China’s Foreign Minister Wang Yi has cautioned against “groundless speculation” in the case of five missing people who all worked at a Hong Kong–based publishing company specializing in works highly critical of Chinese leaders.
Speaking at a press conference in Beijing on Tuesday, Wang also said that one of the missing individuals, 65-year-old British citizen Lee Bo, was “first and foremost a Chinese citizen.” U.K. Foreign Secretary Philip Hammond shared the podium with Wang at the press conference, and expressed “deep concern” over Lee’s disappearance, the South China Morning Post reports.
Lee is the latest member of Mighty Current Media — which specializes in popular but lurid and reportedly defamatory works on Chinese Communist Party officials — to have vanished since the company’s owner failed to return from a holiday in Thailand last October. The company’s general manager and two other staff members are also missing.
It is being widely speculated in Hong Kong that Lee has been abducted by mainland Chinese agents.
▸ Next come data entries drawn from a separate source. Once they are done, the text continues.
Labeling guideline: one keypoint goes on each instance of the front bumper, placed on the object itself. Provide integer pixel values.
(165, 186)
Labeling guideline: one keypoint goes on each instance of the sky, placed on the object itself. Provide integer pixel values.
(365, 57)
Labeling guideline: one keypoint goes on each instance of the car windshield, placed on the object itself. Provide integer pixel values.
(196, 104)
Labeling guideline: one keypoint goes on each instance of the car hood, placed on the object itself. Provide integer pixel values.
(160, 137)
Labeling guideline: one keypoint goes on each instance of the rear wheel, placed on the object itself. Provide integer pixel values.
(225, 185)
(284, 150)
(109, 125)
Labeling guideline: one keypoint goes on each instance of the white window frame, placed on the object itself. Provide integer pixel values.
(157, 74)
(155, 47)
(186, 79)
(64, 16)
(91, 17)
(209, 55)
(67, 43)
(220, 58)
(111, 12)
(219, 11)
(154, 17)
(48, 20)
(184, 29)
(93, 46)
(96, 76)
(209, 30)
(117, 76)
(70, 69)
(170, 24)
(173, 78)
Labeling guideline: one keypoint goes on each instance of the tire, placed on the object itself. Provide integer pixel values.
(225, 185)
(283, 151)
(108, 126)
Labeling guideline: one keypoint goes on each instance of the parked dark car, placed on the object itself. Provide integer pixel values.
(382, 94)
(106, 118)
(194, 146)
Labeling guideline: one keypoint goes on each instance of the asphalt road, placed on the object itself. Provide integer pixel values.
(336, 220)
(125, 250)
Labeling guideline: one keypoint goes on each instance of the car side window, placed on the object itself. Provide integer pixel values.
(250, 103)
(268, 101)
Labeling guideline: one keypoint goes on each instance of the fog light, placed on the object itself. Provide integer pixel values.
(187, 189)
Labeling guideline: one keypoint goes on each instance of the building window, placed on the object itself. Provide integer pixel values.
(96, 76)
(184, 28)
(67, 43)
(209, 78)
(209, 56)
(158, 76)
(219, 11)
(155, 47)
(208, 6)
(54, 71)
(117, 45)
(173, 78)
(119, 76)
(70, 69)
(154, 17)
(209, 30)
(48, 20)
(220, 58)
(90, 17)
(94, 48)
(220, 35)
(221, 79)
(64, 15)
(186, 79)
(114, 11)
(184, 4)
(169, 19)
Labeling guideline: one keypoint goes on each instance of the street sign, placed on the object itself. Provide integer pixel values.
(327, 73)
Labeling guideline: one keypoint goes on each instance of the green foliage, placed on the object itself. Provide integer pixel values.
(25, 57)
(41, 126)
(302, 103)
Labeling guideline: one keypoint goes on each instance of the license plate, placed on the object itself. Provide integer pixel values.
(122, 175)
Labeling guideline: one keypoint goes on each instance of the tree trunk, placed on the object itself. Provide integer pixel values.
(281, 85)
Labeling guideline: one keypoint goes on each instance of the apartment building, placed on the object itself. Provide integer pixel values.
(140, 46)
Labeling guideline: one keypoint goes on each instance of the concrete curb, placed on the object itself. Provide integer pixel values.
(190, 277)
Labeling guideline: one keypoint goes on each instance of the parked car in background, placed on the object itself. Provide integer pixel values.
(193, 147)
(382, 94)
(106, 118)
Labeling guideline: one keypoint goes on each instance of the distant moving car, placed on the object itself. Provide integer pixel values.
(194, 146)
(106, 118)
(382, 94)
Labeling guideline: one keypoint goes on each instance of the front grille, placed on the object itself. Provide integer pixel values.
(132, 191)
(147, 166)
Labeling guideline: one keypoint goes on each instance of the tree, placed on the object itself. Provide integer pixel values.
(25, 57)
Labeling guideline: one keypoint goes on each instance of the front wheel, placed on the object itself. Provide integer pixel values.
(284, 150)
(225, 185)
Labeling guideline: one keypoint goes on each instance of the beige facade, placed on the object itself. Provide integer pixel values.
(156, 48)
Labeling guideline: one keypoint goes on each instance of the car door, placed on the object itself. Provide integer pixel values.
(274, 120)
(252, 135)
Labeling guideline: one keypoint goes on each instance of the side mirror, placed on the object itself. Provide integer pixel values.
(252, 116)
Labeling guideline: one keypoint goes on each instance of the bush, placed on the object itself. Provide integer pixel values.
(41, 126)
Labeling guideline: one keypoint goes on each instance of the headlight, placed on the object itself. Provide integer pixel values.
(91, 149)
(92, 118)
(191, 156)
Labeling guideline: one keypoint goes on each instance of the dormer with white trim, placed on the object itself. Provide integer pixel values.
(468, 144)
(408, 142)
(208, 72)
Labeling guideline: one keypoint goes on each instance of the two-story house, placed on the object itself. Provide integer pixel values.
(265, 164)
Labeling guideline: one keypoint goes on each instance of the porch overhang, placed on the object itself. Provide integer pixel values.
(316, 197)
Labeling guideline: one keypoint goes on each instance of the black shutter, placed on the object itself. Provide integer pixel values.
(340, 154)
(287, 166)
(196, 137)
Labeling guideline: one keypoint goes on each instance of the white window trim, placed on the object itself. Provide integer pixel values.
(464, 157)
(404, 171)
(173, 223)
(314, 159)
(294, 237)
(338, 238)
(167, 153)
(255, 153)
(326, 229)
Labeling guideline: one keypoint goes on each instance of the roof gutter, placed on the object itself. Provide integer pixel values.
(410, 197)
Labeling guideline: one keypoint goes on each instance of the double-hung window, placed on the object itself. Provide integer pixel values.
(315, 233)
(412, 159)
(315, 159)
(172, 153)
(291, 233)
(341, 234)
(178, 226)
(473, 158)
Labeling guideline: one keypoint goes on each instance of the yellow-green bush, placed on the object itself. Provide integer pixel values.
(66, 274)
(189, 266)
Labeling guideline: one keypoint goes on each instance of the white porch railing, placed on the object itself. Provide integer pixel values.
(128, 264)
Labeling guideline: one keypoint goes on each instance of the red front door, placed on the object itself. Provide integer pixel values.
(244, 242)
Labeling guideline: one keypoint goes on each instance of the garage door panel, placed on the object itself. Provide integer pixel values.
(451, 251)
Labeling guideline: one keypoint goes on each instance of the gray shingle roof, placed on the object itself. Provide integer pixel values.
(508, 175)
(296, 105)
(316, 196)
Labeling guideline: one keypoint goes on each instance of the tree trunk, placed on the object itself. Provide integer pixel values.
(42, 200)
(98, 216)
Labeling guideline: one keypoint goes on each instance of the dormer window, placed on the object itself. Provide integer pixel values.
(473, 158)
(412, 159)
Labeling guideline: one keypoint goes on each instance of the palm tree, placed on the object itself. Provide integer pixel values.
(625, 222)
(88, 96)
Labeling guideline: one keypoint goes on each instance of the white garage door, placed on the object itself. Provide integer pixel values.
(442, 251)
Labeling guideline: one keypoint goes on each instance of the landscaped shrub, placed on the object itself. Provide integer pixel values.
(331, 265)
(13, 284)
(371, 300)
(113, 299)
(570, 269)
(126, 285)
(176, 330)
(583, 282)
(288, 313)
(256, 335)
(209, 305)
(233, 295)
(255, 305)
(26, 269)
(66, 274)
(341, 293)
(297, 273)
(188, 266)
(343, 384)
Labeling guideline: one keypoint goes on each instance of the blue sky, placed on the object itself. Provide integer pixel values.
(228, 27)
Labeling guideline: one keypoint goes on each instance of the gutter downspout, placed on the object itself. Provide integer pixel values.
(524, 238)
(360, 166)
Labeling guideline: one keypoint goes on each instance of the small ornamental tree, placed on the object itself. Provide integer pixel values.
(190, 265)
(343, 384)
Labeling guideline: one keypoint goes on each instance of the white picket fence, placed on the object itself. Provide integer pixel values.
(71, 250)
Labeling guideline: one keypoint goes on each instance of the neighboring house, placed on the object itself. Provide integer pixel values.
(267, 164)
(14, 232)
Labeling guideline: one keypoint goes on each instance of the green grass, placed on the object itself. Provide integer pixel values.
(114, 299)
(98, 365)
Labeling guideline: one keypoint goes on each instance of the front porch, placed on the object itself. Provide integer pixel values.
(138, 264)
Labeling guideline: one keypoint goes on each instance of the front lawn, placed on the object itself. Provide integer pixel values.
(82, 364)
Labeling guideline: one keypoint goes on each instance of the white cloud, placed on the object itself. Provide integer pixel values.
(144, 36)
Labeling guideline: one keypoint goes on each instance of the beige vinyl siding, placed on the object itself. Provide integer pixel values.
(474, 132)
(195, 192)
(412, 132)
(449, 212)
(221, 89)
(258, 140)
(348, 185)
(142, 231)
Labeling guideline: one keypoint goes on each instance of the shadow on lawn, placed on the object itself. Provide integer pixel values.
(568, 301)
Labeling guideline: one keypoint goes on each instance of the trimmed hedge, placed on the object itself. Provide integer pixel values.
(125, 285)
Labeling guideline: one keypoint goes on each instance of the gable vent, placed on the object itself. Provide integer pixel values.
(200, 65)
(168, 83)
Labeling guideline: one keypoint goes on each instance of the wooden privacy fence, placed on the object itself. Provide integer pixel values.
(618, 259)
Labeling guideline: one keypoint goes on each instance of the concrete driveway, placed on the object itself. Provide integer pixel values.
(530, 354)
Taiwan’s official Central News Agency reported that he faxed a message to a colleague saying that he had made “his own way” to China to take part in an unspecified investigation and that it would be “some time.” There is no official record of him leaving the city, but his wife Sophie Choi verified the handwriting on the fax as her husband’s, the Post says.
If Lee has been taken to the mainland, his case would constitute a flagrant and unprecedented breach of the autonomy that Beijing promised Hong Kong upon the former British colony’s return to Chinese sovereignty in 1997. The case has caused deep alarm in a city where, unlike other parts of China, freedom of expression and the rule of law are cherished rights.